MBDA a remporté des contrats d’une valeur de 9,9 milliards d’euros (10,8 milliards de dollars) l’année dernière, la demande croissante d’équipements de défense aérienne dominant son activité.

Présentant le 13 mars les performances du producteur paneuropéen d’armes guidées pour l’année 2023, le directeur général Eric Béranger la qualifie d’« année extraordinaire ».

« La défense aérienne en 2023 représentait 70 % de nos commandes », explique Béranger, parmi lesquelles une commande de plus de 2 milliards d’euros de la Pologne pour son système de défense aérienne CAMM/-ER.

Le contrat avec Varsovie a contribué à ce que MBDA garantisse 75 % de ses activités d’exportation pour l’année avec des clients européens en dehors de ses pays d’origine : France, Allemagne, Italie, Espagne et Royaume-Uni.

Les faits saillants du secteur aérien comprenaient un projet visant à ajouter des missiles de croisière britanniques et français aux avions de combat de l’armée de l’air ukrainienne, pour soutenir la défense de Kiev contre l’invasion russe.

« En 2023, vous avez vu le Royaume-Uni et la France demander à MBDA d’intégrer très rapidement des Storm Shadows puis des SCALP sous des avions qui n’avaient jamais été conçus pour cela », dit-il, faisant référence à l’intégration de l’arme commune avec le Sukhoi Su-24. « Nous avons fait cela en quelques semaines, alors qu’il faut généralement des années pour faire quelque chose comme ça. »

Dans le même ordre d’idées, Béranger refuse de commenter les suggestions selon lesquelles l’Allemagne pourrait également équiper Kiev de missiles de croisière Taurus : un produit soutenu par MBDA. Mais interrogé sur la faisabilité de réduire la portée de 270 nm (500 km) du type, il commente : « Contrôler la portée est vraiment une question de fonctionnement, mais techniquement, tout peut être fait, et assez facilement. »

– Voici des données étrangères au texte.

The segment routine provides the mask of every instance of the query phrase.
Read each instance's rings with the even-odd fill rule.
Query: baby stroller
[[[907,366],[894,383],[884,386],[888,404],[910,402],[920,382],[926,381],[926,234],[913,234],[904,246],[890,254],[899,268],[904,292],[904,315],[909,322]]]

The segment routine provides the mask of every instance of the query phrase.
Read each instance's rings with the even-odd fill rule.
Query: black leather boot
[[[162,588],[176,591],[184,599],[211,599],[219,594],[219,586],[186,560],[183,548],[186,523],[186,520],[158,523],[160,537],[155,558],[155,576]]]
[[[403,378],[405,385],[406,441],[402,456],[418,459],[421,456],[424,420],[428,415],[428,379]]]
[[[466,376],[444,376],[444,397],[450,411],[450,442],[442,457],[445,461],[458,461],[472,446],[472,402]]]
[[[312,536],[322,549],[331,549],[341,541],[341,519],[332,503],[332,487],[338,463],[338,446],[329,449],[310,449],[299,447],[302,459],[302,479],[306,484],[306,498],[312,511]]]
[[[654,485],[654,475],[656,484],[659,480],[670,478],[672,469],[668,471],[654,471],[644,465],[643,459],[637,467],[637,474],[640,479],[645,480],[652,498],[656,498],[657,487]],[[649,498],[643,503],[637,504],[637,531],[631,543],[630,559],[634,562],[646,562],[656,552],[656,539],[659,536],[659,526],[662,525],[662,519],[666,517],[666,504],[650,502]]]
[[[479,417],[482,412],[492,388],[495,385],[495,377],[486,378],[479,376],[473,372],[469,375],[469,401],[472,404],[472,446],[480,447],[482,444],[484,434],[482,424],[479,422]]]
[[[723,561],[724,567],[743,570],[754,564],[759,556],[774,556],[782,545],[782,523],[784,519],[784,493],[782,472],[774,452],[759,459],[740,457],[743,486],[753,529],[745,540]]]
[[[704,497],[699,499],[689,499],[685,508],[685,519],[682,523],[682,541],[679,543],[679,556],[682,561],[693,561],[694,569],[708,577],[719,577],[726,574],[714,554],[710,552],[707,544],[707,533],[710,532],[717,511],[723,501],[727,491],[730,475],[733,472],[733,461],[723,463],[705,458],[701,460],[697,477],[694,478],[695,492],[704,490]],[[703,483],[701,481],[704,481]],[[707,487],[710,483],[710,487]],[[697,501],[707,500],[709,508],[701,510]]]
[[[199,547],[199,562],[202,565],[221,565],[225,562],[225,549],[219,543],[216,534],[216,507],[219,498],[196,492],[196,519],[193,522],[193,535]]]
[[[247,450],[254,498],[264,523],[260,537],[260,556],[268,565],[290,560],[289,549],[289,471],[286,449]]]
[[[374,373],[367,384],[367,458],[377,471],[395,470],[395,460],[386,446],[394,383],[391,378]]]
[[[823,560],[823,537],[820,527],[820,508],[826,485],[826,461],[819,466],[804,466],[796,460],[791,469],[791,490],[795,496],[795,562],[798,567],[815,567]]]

Pendant ce temps, les discussions entre la France et le Royaume-Uni se poursuivent autour d’un partage de travail ajusté sur la future arme de croisière/anti-navire (FC/ASW), après la signature par l’Italie en juillet 2023 d’une lettre d’intention pour rejoindre également le programme.

« Nous travaillons au sein de MBDA mais aussi avec les clients pour définir précisément ce que signifie pour l’Italie l’adhésion à ce programme », déclare Béranger, ajoutant : « il y a certaines activités que l’Italie prendra, et nous devons définir tout cela. » Même si cet ajustement n’est pas encore achevé, il décrit l’année 2023 comme ayant été marquée par des « évolutions très positives » sur le programme FC/ASW.

MBDA a terminé l’année dernière avec un carnet de commandes évalué à 28 milliards d’euros, soit une augmentation de 10 % par rapport à 12 mois plus tôt.